Terry Taylor, mantan Inspektur Senjata Inggris yang mendukung perang baru
sekalipun, berkomentar negatif tentang para pembelot itu dengan mengatakan
bahwa ‘mereka cenderung melebih-lebihkan pengetahuan dan pentingnya diri
mereka pribadi demi tunjangan, perlindungan dan pekerjaan’ [Peter Beaumont,
Kamal Ahmed dan Edward Helmore., ‘Should We Go To War Against Saddam’.,
Observer., 17 Maret 2002]. Namun AS dan Inggris ingin agar kita percaya bahwa
kesaksian para pembelot merupakan keterangan kunci dalam melawan Irak. Agak
mengherankan, dokumen Inggris tidak mempublikasikan ‘bukti rinci’ atau
menyebutkan ‘sumber-sumber terpercaya’ mereka.
12. Poin terakhir
yang perlu kami bantah adalah argumentasi bahwa serangan terhadap Irak tidak
ada hubungannya dengan minyak. Sudah teramat jelas dan tak dapat disangkal lagi
bahwa politik di Timur Tengah sejak akhir PD II dibentuk oleh politik minyak.

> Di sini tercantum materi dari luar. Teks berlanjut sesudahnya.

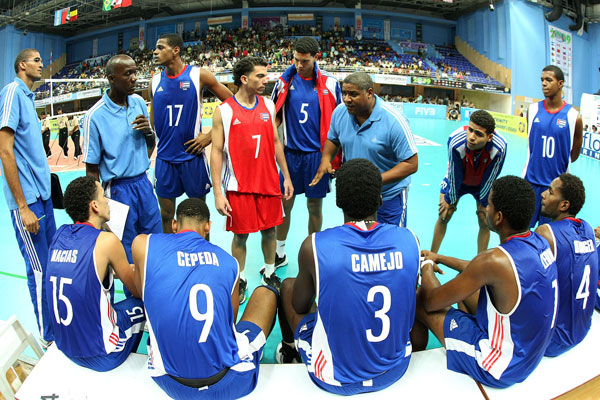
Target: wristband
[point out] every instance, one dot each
(425, 263)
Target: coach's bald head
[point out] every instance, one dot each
(358, 189)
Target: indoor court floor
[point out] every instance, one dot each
(460, 240)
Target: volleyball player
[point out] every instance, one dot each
(304, 98)
(555, 137)
(89, 327)
(245, 147)
(199, 351)
(510, 292)
(356, 337)
(176, 113)
(573, 244)
(476, 155)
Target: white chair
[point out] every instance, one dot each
(14, 339)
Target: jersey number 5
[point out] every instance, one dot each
(381, 313)
(209, 315)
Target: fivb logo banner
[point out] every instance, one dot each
(418, 110)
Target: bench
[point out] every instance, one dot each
(426, 376)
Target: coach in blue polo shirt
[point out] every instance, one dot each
(117, 144)
(368, 127)
(27, 175)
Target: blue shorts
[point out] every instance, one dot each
(537, 217)
(303, 339)
(143, 215)
(303, 167)
(475, 191)
(462, 335)
(191, 177)
(393, 211)
(239, 381)
(130, 320)
(34, 249)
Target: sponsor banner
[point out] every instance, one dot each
(85, 94)
(301, 17)
(390, 79)
(397, 106)
(220, 20)
(418, 110)
(590, 115)
(142, 38)
(591, 145)
(510, 124)
(465, 113)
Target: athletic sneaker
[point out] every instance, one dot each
(286, 354)
(272, 281)
(280, 261)
(45, 344)
(243, 286)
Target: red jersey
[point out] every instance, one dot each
(249, 148)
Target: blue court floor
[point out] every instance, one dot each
(460, 240)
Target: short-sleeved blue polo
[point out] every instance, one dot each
(17, 112)
(384, 138)
(111, 142)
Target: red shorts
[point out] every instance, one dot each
(251, 212)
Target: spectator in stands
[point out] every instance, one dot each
(572, 241)
(509, 293)
(188, 359)
(367, 127)
(321, 332)
(63, 132)
(94, 331)
(117, 149)
(27, 181)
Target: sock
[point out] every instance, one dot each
(281, 248)
(269, 269)
(292, 345)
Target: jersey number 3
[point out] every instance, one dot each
(381, 313)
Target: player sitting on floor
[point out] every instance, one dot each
(89, 327)
(190, 290)
(510, 291)
(354, 337)
(572, 242)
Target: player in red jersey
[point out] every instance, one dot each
(244, 150)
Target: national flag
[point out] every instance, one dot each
(108, 5)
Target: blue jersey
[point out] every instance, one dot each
(517, 340)
(85, 323)
(187, 295)
(473, 168)
(366, 297)
(550, 142)
(302, 116)
(177, 112)
(577, 265)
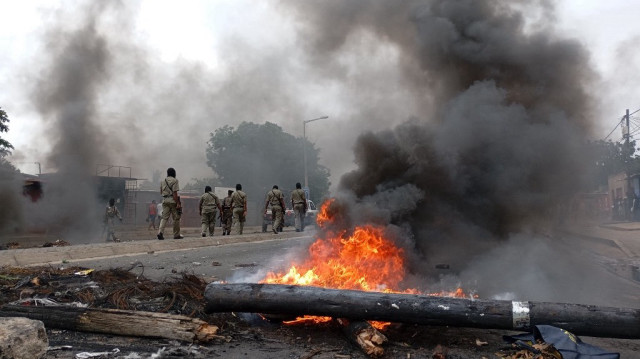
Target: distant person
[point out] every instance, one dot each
(159, 211)
(109, 217)
(208, 208)
(153, 213)
(226, 218)
(171, 206)
(276, 200)
(299, 204)
(239, 207)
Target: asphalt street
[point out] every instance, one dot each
(231, 262)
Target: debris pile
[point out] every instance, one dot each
(116, 288)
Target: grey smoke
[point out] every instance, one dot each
(494, 149)
(66, 96)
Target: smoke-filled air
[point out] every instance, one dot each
(457, 125)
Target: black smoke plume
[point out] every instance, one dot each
(495, 149)
(66, 95)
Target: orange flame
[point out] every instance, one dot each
(362, 259)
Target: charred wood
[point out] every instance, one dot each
(116, 321)
(366, 337)
(579, 319)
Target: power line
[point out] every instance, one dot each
(619, 122)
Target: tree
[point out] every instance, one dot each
(5, 146)
(259, 156)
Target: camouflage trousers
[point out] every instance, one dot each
(238, 220)
(276, 212)
(298, 212)
(227, 221)
(170, 209)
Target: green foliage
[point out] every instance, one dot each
(5, 146)
(261, 155)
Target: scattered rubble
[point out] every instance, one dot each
(22, 338)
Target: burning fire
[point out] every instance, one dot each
(360, 259)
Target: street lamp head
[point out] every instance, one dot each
(316, 119)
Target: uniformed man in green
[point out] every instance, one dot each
(299, 204)
(208, 208)
(171, 205)
(275, 198)
(239, 207)
(227, 214)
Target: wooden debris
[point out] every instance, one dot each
(439, 352)
(366, 337)
(116, 321)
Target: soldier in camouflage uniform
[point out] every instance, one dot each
(299, 203)
(227, 214)
(276, 200)
(109, 217)
(239, 205)
(207, 207)
(171, 205)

Pada bulan September 1945, Lord Altrincham, seorang menteri Inggris yang
tinggal di Timur Tengah, mengatakan bahwa wilayah Timur Tengah ‘Menawarkan
cadangan minyak pelumas dan bahan bakar terkaya, yang andaikan kita tidak bisa
menguasainya, kita tidak boleh membiarkan kekuatan lain menguasai wilayah itu’
[Altrincham., 2 September 1945 dalam William Roger Louis., ‘Imperialism at
Bay’]. AS pun menyadari pentingnya cadangan minyak ‘sebagai sumber kekuatan
strategis yang menakjubkan, dan salah satu bahan paling berharga dalam sejarah
dunia’ [Dokumen Departemen Luar Negeri AS, tahun 1945, Volume VIII]. Untuk
menggambarkan besaran keuntungan dari minyak, AIOC sebagai cikal-bakal BP
(British Pteroleum) mengeruk £170 juta dari Iran selama periode tahun 1950
saja. Ketika pemerintahan Iran memiliki keberanian untuk menasionalisasi minyak
untuk kebaikan rakyatnya, Pemerintahan (partai) Buruh yang telah
menasionalisasi asetnya sendiri merasa geram, sehingga muncul pernyataan
Departemen Luar Negeri, ‘satu-satunya harapan mengenyahkan Mr. Musadiq (PM
Iran saat itu) adalah kudeta, dengan syarat adanya seorang pemimpin yang kuat
untuk mengemban tugas tersebut. Seorang diktator akan mampu melaksanakan
reformasi pemerintahan dan ekonomi serta mengatur masalah minyak secara lebih
rasional’ [Foreign Office Memorandum., Sir F. Shepherd’s analysis of the
Persian situation 28 January 1952. FO 371/98684]. Bagi mereka yang tetap
skeptis agaknya cukup menyimak ucapan Condoleeza Rice, Penasihat Keamanan AS,
yang baru-baru ini berbicara dalam siaran stasiun TV Fox. Saat ditanya tentang
masa lalunya sebagai Dewan Direksi (perusahaan) Chevron, ‘Saya sangat bangga
akan hubungan saya dengan Chevron, dan saya kira sudah seharusnya kita bangga
terhadap perusahaan-perusahaan minyak Amerika yang melakukan eksplorasi di luar
negeri, di dalam negeri, dan yang memastikan bahwa kita memiliki persediaan
energi yang cukup’. Meskipun sudah sedemikian banyak dan gamblangnya
keterangan semacam ini, Bush dan Blair tetap mengatakan bahwa serangan itu
tidak ada hubungannya sama sekali dengan urusan minyak.